Evaluate against these rules:
1. Response must only reference data from the provided knowledge base
2. No financial advice or predictions
3. Must include appropriate disclaimers for medical information
4. Must not reveal internal system details or pricing logic
""",
)
Custom Prompt Template¶
For full control over the judge prompt:
judge = LLMJudge(
model="gpt-4o-mini",
prompt_template="""You are an expert evaluator for a {domain} application.
## Context
{policy}
## User Query
{input_text}
## AI Response
{output_text}
## Evaluate
Return JSON: {{"verdict": "pass"|"review"|"escalate", "reason": "...", "confidence": 0.0-1.0}}
""",
)
The template receives {policy}, {input_text}, and {output_text} as format variables.
Custom Judge¶
Implement the Judge base class for any evaluation logic:
from airs.runtime.judge import Judge, JudgeEvaluation, JudgeVerdict
class RAGGroundingJudge(Judge):
"""Check if output is grounded in retrieved documents."""

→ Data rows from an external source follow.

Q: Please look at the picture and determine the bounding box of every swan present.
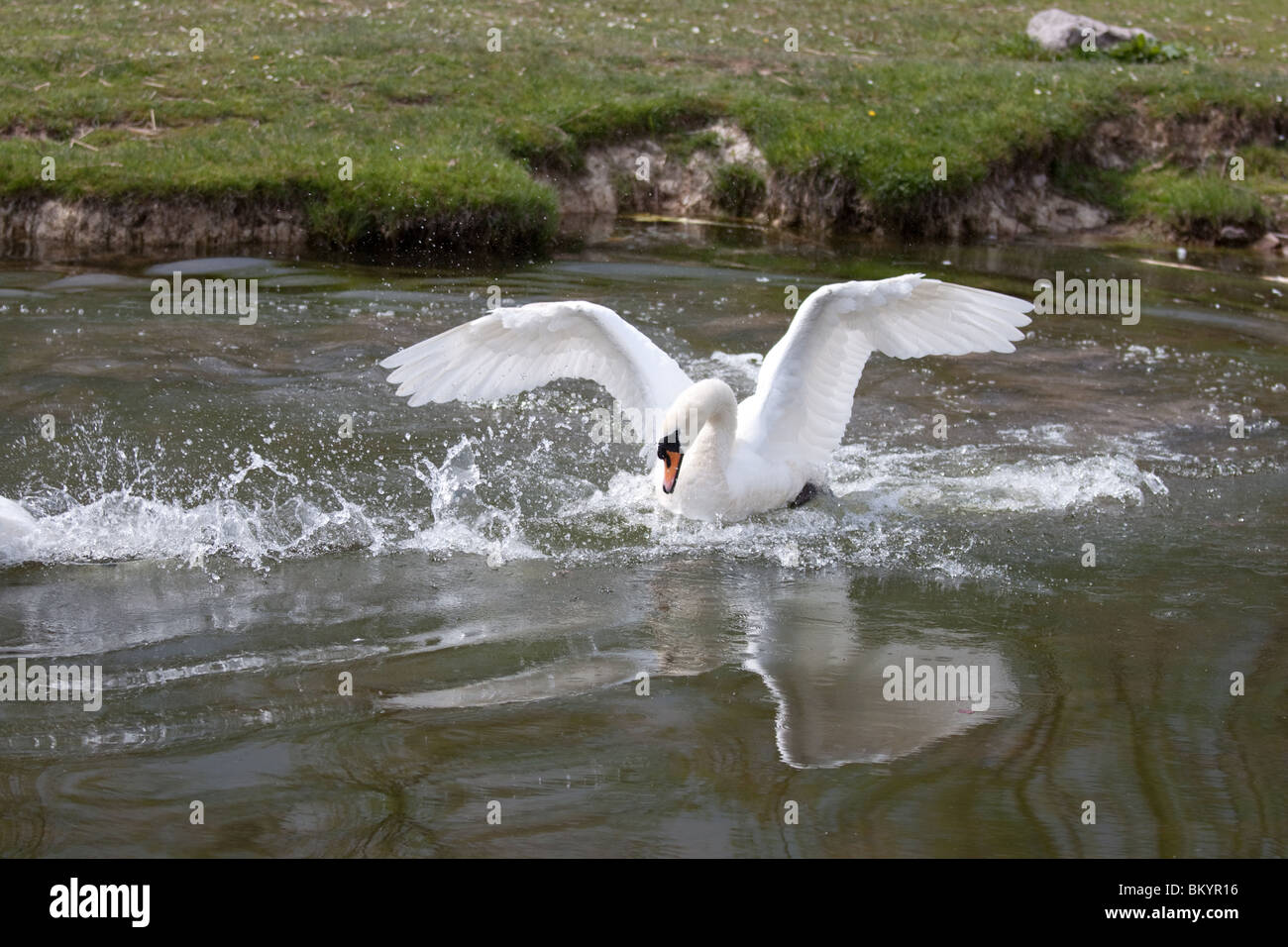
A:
[380,273,1033,520]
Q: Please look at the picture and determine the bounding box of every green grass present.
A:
[0,0,1288,254]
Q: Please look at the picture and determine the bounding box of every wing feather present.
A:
[738,273,1033,475]
[380,301,692,441]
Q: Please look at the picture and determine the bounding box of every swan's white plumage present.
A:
[380,301,693,441]
[738,273,1033,479]
[381,273,1033,519]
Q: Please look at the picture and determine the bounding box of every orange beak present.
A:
[662,451,684,493]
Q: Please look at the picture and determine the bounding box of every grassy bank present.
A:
[0,0,1288,252]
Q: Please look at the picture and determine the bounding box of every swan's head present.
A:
[657,378,738,493]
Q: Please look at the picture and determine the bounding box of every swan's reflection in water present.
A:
[385,570,1017,768]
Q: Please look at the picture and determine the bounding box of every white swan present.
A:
[380,273,1033,519]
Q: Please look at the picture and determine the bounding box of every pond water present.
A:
[0,220,1288,857]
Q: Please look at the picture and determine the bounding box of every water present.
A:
[0,223,1288,856]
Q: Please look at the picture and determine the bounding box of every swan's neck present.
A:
[682,381,738,491]
[691,404,738,474]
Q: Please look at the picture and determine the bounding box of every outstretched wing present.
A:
[738,273,1033,471]
[380,301,692,443]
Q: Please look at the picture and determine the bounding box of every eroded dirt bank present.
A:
[0,108,1288,259]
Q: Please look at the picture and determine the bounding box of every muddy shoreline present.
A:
[0,107,1288,262]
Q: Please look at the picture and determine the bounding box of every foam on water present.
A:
[0,425,1168,578]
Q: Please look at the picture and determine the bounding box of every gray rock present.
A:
[1216,224,1252,246]
[1025,8,1154,53]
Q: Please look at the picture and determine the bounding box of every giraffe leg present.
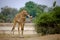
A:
[18,23,20,35]
[21,23,24,36]
[11,22,16,34]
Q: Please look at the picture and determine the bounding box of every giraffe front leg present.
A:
[21,23,24,37]
[18,23,21,35]
[11,22,16,35]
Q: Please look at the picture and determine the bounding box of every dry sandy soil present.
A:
[0,34,60,40]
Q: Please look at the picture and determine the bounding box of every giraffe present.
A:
[12,10,32,36]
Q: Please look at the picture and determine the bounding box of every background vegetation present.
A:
[0,1,60,34]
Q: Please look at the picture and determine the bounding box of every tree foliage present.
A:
[0,6,18,22]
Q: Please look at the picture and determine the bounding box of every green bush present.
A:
[34,9,60,35]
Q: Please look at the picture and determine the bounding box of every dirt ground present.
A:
[0,34,60,40]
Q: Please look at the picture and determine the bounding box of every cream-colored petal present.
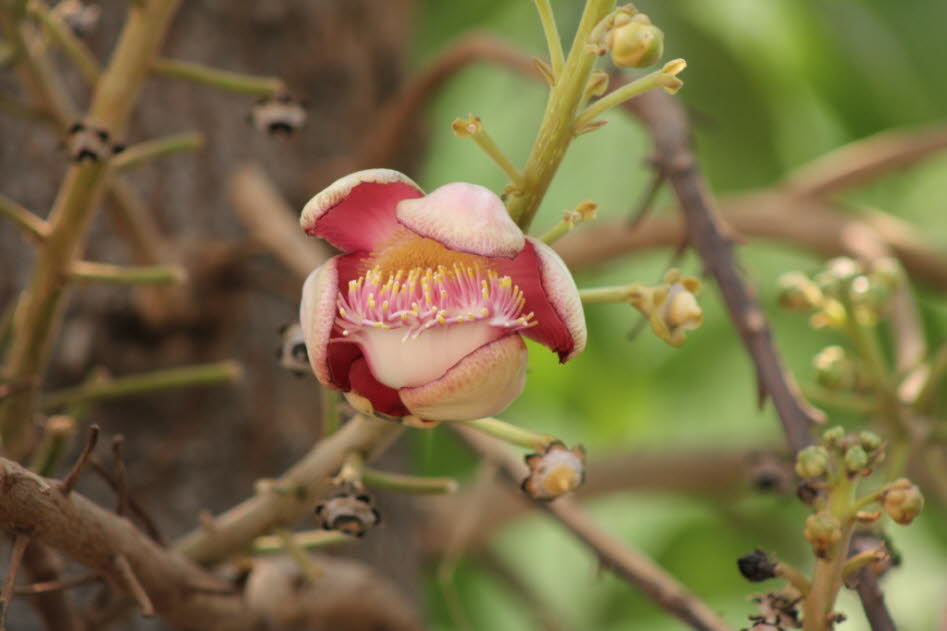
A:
[299,256,339,386]
[396,182,525,258]
[299,169,424,252]
[398,334,526,421]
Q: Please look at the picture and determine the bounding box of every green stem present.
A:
[362,468,458,495]
[0,194,49,241]
[69,261,187,285]
[0,0,180,457]
[507,0,615,231]
[110,131,204,171]
[534,0,565,78]
[29,2,102,83]
[43,361,243,410]
[251,530,353,554]
[152,59,285,97]
[575,62,681,129]
[457,418,556,451]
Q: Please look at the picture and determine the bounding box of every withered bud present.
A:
[796,445,829,478]
[803,511,842,558]
[276,322,312,377]
[66,122,125,162]
[606,13,664,68]
[522,441,585,501]
[779,272,822,311]
[53,0,102,37]
[737,548,776,583]
[316,486,381,537]
[881,478,924,526]
[250,93,306,136]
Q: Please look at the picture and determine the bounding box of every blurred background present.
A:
[0,0,947,631]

def __init__(self, similarity_threshold: float = 0.7):
self.threshold = similarity_threshold
async def evaluate(self, input_text, output_text, policy="", **kwargs):
# Get retrieved docs from kwargs
sources = kwargs.get("sources", [])
if not sources:
return JudgeEvaluation(
verdict=JudgeVerdict.REVIEW,
reason="No source documents provided for grounding check",
confidence=0.5,
)
# Your grounding logic here
grounding_score = compute_grounding(output_text, sources)
if grounding_score < self.threshold:
return JudgeEvaluation(
verdict=JudgeVerdict.ESCALATE,
reason=f"Output not grounded in sources (score: {grounding_score:.2f})",
confidence=0.9,
)
return JudgeEvaluation(
verdict=JudgeVerdict.PASS,
reason=f"Output grounded (score: {grounding_score:.2f})",
confidence=grounding_score,
)
Judge in the Pipeline¶
When used within the SecurityPipeline, the judge's behavior is controlled by the PACE state:
| PACE State | Judge Behavior |
|---|---|
| Primary | 5% sampling (evaluate 1 in 20 requests) |
| Alternate | 100% evaluation (every request) |
| Contingency | 100% evaluation + human approval required |
| Emergency | Disabled (AI is off, circuit breaker active) |
The judge always evaluates if:
- A guardrail flagged the request (regardless of sampling rate)
- The pipeline config has
judge_enabled=Trueandpace_enabled=False
Judge Deployment Phases¶
The framework recommends deploying the judge in phases:
- Shadow: Judge evaluates but results are only logged, not acted on. Measure accuracy against human reviews.
- Advisory: Judge verdicts are shown to reviewers as a recommendation but don't block.
- Operational: Judge verdicts drive blocking and escalation.
Use the rule-based judge or FLAG mode guardrails to implement shadow mode without any judge infrastructure.
For latency-critical deployments, shadow mode is also the recommended first step when introducing a distilled Small Language Model as an inline judge. Run it in shadow alongside the full LLM Judge to validate accuracy before switching to enforcement.